Сандро был, конечно, прав, потому что в отношениях с властью лучшая тактика — изображать простака. Не то чтобы цензура не могла разгадать эту любимую национальную хитрость, тем более что к ней прибегали отнюдь не только свободолюбивые литераторы. Но цензуре самой было выгодно тоже притворяться дурой и делать вид, что она не понимает дерзких выходок Эзопа.
Вот так в пьесе Евгения Шварца «Тень» начальник стражи переодевается в женское платье, чтобы подслушать мнения толпы о начальстве, но при этом хитроумно забывает сменить сапоги со шпорами.
«Я нарочно вышел в сапогах со шпорами… Пусть уж лучше узнают меня, а то наслушаешься такого, что потом три ночи не спишь… В сапогах куда спокойнее. Ходишь, позваниваешь шпорами — и слышишь кругом только то, что полагается».

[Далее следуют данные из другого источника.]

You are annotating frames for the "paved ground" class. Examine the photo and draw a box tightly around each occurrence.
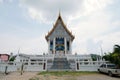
[0,72,120,80]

Шедевр подобного обращения с запретным — рассказ Искандера с демонстративно безобидным названием «Летним днем» (1969). Вся его неспешная первая часть погружает читателя в курортную негу: солнце, море, мороженое, шампанское. Знакомый и любимый легкий, но витиеватый слог, полный точных милых и смешных подробностей вроде ныряющих за монетами мальчишек, надутого от важности пенсионера и послушно внимающую ему приезжую даму. Все это создает ощущение уютной нормы, на фоне которой медленно и уверенно разворачивается та экзистенциальная драма, ради которой и написан этот принципиально важный в каноне Искандера рассказ.
Как это водится в русской классике, автор доверяет повествование персонажу-рассказчику — не названному немцу-физику. На первый взгляд он неотличим от других иностранцев. Чтобы читать Достоевского в оригинале, выучил русский, но не до конца, потому что говорит с акцентом и не знает такого незатейливого слова, как «синяк».
Однако в процессе разговора и он, и мы об этом забываем, ибо немец говорит по-русски все лучше и лучше, язык его точен, богат нюансами и передает сложнейшие оттенки.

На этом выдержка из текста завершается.